Ingredients
- 6 garlic cloves
- 3 lemongrass stalks, bashed and roughly chopped
- Thumb-sized piece of ginger, peeled and chopped
- 1 tbsp ground cumin
- 1 tbsp ground coriander
- 1 tbsp ground turmeric
- 2 red chillies (1 roughly chopped, 1 sliced to serve, optional)
- 1 small onion, roughly chopped
- 2 tbsp vegetable oil
- 1 butternut squash, peeled, deseeded and cut into chunks
- 1 tbsp light brown soft sugar
- 100 g smooth peanut butter
- 3 tbsp soy sauce
- 440 ml coconut milk
- 250 ml vegetable stock
- 1 lime, juiced
- Fresh coriander, chopped
- Peanuts, roughly chopped (optional)
- Cooked rice, to serve
Instructions
- Blitz garlic, lemongrass, ginger, cumin, coriander, turmeric, chopped chilli, and onion with a splash of water and a pinch of salt into a smooth paste.
- Heat oil in a large pan over medium heat. Cook the paste for 8–10 minutes, stirring often, until thick and fragrant.
- Add the squash and stir to coat it in the paste.
- Mix in sugar, peanut butter, and soy sauce until combined.
- Pour in coconut milk and vegetable stock. Bring to a gentle simmer, season to taste, and cook for 30–35 minutes, stirring occasionally, until the squash is tender.

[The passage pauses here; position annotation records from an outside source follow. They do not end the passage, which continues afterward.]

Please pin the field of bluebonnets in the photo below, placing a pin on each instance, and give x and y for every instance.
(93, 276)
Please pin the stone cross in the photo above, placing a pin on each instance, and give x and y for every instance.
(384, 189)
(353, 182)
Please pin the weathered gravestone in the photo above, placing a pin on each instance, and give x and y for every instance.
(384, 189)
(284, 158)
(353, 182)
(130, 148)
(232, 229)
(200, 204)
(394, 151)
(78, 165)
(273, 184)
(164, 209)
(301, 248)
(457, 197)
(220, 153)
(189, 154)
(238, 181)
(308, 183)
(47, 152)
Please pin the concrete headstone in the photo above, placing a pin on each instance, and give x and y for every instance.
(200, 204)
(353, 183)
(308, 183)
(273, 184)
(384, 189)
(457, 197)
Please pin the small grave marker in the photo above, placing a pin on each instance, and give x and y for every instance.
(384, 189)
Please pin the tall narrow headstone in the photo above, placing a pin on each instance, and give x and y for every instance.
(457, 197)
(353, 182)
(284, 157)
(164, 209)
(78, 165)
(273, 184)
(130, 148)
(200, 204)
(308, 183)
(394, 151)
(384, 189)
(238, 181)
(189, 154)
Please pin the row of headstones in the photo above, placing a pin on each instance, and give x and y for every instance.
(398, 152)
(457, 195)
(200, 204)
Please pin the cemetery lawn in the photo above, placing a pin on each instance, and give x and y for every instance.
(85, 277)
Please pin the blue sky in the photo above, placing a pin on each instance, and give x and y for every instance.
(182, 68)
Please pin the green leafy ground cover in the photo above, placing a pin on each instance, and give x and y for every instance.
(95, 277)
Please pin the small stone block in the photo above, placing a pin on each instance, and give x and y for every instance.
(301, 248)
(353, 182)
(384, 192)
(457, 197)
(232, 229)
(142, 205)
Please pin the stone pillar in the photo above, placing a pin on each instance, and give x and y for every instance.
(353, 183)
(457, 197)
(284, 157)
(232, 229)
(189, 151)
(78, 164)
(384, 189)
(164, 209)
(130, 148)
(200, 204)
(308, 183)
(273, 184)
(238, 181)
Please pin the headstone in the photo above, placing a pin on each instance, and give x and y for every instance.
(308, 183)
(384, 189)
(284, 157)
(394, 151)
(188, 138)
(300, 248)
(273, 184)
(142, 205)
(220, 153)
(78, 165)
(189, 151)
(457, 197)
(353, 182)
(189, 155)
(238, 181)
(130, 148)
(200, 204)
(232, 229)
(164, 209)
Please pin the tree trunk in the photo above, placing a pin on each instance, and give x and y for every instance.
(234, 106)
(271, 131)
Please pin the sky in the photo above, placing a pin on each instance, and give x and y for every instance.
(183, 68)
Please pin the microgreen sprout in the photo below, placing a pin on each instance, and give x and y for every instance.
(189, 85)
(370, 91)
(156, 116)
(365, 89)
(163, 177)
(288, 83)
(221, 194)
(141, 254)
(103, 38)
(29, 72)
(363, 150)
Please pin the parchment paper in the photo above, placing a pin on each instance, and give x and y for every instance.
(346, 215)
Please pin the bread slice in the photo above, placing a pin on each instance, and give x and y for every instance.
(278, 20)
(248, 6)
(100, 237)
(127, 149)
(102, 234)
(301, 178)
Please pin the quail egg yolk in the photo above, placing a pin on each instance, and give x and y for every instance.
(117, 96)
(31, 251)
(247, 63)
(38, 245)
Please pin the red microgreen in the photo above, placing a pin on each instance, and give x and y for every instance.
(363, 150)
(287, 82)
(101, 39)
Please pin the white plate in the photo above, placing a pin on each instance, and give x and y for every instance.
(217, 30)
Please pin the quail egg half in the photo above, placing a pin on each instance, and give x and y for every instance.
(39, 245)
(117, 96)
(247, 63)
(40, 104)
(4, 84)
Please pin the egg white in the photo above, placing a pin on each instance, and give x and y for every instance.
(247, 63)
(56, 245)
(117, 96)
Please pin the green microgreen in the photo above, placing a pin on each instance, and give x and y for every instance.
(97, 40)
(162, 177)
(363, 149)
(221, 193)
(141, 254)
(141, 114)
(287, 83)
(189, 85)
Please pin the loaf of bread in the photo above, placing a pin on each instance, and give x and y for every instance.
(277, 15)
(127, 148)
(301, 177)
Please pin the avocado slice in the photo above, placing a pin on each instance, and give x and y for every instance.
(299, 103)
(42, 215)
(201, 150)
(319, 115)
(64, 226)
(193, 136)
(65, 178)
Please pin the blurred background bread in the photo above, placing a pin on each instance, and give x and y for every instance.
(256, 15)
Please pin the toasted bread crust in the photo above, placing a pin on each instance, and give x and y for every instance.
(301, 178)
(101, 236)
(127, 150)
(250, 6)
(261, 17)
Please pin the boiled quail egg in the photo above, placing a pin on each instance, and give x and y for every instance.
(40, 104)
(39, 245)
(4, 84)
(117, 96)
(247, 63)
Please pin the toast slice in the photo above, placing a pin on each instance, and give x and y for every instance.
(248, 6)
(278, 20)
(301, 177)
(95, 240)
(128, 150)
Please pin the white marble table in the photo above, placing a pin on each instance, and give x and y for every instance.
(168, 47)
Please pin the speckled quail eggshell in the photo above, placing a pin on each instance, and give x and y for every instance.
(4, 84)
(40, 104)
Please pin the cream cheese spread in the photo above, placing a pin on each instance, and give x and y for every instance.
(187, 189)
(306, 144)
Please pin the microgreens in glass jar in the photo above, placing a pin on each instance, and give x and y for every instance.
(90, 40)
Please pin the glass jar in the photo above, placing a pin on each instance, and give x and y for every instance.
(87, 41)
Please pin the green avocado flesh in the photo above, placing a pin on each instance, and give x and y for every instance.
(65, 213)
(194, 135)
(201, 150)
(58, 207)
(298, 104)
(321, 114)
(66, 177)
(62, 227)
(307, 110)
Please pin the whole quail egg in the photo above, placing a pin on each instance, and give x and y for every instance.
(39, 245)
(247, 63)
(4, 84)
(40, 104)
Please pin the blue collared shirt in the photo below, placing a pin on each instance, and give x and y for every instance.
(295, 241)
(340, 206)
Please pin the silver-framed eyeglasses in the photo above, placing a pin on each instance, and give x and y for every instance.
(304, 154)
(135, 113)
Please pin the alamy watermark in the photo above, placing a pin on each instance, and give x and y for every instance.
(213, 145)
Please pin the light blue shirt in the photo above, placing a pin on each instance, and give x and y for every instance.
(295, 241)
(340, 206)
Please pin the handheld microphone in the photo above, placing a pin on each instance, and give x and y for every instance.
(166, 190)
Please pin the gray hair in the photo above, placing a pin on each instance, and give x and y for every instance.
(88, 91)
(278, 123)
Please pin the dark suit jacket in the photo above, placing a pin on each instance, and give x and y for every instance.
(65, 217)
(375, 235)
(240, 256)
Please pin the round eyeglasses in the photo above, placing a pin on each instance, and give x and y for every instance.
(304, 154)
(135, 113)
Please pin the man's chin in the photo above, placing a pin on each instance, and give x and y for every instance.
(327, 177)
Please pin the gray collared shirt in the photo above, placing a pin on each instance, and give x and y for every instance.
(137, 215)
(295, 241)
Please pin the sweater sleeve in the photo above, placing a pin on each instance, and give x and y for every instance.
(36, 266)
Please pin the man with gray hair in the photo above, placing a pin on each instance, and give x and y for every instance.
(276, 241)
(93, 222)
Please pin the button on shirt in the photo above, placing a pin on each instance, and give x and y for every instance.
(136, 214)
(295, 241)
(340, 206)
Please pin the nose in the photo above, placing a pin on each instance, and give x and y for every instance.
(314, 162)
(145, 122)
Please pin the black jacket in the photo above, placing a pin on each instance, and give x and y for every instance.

- Turn off heat, stir in lime juice, and garnish with coriander, sliced chilli, and peanuts if desired.
- Serve hot with cooked rice or your preferred side.
Notes
- Add chickpeas or tofu for extra protein.
- Swap squash with sweet potato or pumpkin based on availability.
- Use fewer chillies for a milder curry, or add chilli paste for more heat.
- Serve with naan, quinoa, or flatbread instead of rice.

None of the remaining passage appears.